We study the relationships amongst statistical significance, sample size and treatment effect; estimate the actual value of *β* and various measures of variability; compare the performance of different statistical models for *β*, and the three test-statistics *d*, *r* and *d*_{w}; investigate the effects of increasing/reducing the sample size of the FSEs on the realized significance levels; estimate the realized power, and compare it to power estimates for different possible future values of *n*; and estimate the sample size required to achieve 80 and 90% power in a given percentage of analyses of the measured biological indicators.

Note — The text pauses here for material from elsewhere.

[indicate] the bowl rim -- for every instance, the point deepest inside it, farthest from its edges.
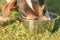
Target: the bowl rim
(57, 16)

### (a) Relationships amongst significance level, sample size and treatment effect

A volcano plot (−log(*p*) versus log(*R*), Jin *et al*. 2001) allowed an assessment of the frequency of significant results achieved for various sizes of estimated treatment effect, particularly those greater than 1.5-fold identified by Perry *et al*. (2003) as effects the FSEs had sought to detect with relatively high frequency. Small values of realized sample size, *n*, occurred when a biological indicator was relatively rare, so a scatter plot of log(*R*) versus *n* allowed an appraisal of whether treatment effects were consistent between abundant and rare species or groups.

### (b) Estimation of *β*

For each of the three fitted multiplicative models described above, the true but unknown value of *β* was estimated as *β*_{est} from the regression coefficient (*b*) in a linear regression of the logarithm of the absolute standardized residuals on the logarithmically transformed fitted values, i.e. *β*_{est}=2*b*+*β* (Carroll & Ruppert 1988). A combined estimate *β*_{o} was then calculated from the three estimates using linear interpolation to find the value of *β* for which *β*_{est}=*β*, i.e. the value for which the regression coefficient *b* in the residual plot is zero (*cf* Perry 1987).

### (c) Summary statistics and measures of variability

Whole-field geometric means, *M*, measures of variability (CV on natural scale and standard deviation, *s*, the square-root of the residual mean square of the ANOVA from the published analysis on the natural logarithmic scale) and estimates of *β*_{o} were computed for each of 531 reported tests of the null hypothesis for count data. Some summary statistics were tabulated for each of the five indicator groups (FSE papers), for all 531 indicators combined and for each of the three crops. These included: mean, minimum and maximum values of *n* and CV; median, and lower and upper quartiles of *β*_{o} after exclusion of analyses with *n*<30; and the frequency with which large treatment effects were detected with statistical significance.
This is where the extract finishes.